C’est connu, le choix des couleurs dans un intérieur est affaire de goût. Mais il ne s’agit pas d’un goût strictement personnel. L’appréciation positive ou négative des différentes couleurs est aussi et peut-être avant tout culturelle, sociale et historique.
L’historien Michel Pastoureau a retracé les péripéties en Occident du bleu, du rouge, du jaune, du noir, de l’Antiquité à nos jours. Si toutes ont connu des hauts et des bas, c’est le vert qui présente l’histoire la plus mouvementée :
Longtemps difficile à fabriquer, et plus encore à fixer, le vert n’est pas seulement la couleur de la végétation ; il est aussi et surtout celle du destin. Chimiquement instable, tant en peinture qu’en teinture, il a au fil des siècles été associé à tout ce qui était changeant, versatile, éphémère : l’enfance, l’amour, l’espoir, la chance, le jeu, le hasard, l’argent. Ce n’est qu’à l’époque romantique qu’il est définitivement devenu la couleur de la nature et, par la suite, celle de la liberté, de la santé, de l’hygiène, du sport et de l’écologie. Son histoire en Occident est en partie celle d’un renversement de valeurs. Longtemps discret, mal aimé ou rejeté, on lui confie aujourd’hui l’impossible mission de sauver la planète. [1]

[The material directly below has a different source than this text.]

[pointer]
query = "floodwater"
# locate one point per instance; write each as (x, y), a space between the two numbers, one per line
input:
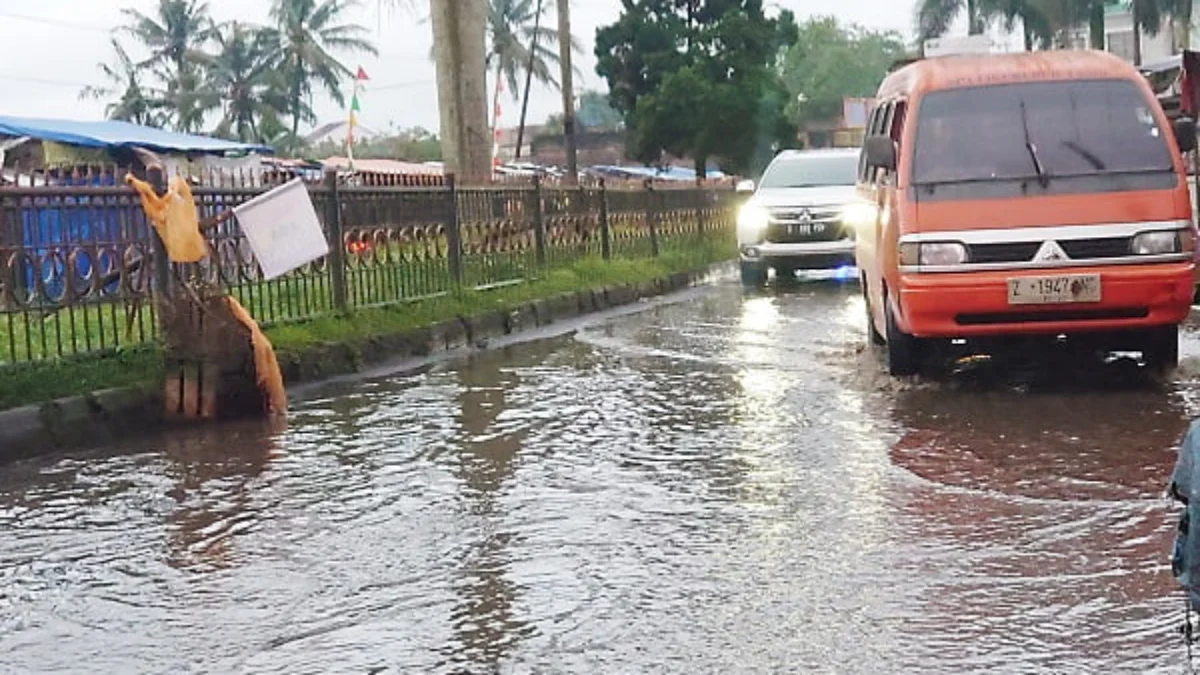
(718, 483)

Ainsi, plus que n’importe quelle autre, le vert « apparaît comme une couleur ambivalente, sinon ambiguë : symbole de vie, de chance et d’espérance d’un côté, attribut du désordre, du poison, du diable et de toutes ses créatures de l’autre » [2]. Il est tour à tour couleur incertaine, courtoise, secondaire ou dangereuse.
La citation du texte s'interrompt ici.